Figure 14: Measured and modeled S21 results for a stripline structure with STD foil.
Figure 15: Measured and modeled S21 results for a stripline structure with VLP foil.
Figure 16: Measured and modeled S21 results for a stripline structure with HVLP foil.
Numerical Model of Layered ERD Structure
Another way of roughness dielectric numerical modeling was also tested. The “layered” model was set up in the same way as the other models with the only one difference. The foil layer is specified differently from the previous models with homogeneous ERD parameters. In the "layered" model for the STD foil, the roughness dielectric properties are split into three parts: the top 1/3rd part (close to metal) has independent of frequency DKr = 16, the middle 1/3rd part has DKr= 12, and bottom 1/3rd part (next to matrix) has DKr =8. DFr is set as 0.17 in all the three sublayers. In this case, each sublayer is very thin, adding significant mesh count and therefore increasing simulation time.
However, herein, when space mapping for the “layered” model is applied, the object is not split into three separate layers/objects with homogeneous dielectric constants, but the object material properties change depending on the position within the object according to the specified "space map". Note that a "space map" based model does not introduce a new kind of material, but is used to define, for a normal (or anisotropic) material, a generic spatial distribution.
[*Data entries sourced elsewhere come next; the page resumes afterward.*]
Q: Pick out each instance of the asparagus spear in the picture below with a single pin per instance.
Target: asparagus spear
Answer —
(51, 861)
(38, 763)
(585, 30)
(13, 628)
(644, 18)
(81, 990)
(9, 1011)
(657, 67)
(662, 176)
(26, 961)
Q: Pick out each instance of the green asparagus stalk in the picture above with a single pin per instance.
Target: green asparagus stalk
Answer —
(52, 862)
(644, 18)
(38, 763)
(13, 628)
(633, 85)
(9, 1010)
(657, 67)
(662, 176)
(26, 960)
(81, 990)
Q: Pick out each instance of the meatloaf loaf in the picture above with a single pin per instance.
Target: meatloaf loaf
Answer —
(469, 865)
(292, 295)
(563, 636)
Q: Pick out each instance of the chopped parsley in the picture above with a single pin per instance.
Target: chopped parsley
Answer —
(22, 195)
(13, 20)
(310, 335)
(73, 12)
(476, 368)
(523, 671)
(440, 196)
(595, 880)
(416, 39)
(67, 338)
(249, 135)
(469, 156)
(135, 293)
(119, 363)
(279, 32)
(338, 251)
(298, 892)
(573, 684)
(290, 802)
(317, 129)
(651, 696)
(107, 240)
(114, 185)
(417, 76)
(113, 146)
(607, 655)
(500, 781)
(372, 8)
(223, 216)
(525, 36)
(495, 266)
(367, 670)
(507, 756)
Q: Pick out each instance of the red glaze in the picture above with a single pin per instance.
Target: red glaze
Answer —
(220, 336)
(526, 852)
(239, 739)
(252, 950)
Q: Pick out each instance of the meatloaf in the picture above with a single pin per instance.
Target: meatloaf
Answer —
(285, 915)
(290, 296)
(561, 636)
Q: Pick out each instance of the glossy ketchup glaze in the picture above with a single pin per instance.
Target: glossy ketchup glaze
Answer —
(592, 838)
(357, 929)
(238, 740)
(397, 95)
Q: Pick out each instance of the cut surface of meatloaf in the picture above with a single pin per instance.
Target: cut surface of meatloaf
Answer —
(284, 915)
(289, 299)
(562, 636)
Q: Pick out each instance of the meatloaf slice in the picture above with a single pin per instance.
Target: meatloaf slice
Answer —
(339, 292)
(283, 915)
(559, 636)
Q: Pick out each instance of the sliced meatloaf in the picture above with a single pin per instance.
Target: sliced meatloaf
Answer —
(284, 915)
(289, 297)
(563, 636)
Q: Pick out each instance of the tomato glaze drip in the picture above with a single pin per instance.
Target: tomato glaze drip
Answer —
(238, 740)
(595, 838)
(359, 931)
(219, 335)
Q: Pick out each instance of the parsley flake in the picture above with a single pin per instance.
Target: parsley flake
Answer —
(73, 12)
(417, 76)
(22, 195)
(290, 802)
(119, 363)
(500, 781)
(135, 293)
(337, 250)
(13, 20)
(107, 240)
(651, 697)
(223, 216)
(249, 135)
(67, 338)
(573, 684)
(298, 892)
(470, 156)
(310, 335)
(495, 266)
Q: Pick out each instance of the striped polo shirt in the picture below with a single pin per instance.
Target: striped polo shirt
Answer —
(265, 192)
This allows for modeling complicated and arbitrary materials. In this work, the ERD itself is specified this way within the matrix material.
In Figure 17, the measured phase is compared to the modeled using “space map” of the ERD layer. The tested cases are the dielectric constants of all three ERD sublayers having first DKr =12; then all of them having DKr =16; and finally, the “layered” roughness dielectric “space map” object with three different DKr values defined consequently. Loss tangent DFr=0.17 in all the layers. Phase results are chosen for comparison because they are the most sensitive to the model parameters choice. As Figure 17 shows, there is an excellent agreement between the measured and the layered model results. From Table 2, the difference between these two results is indeed small (within a few degrees) when compared to the overall phase.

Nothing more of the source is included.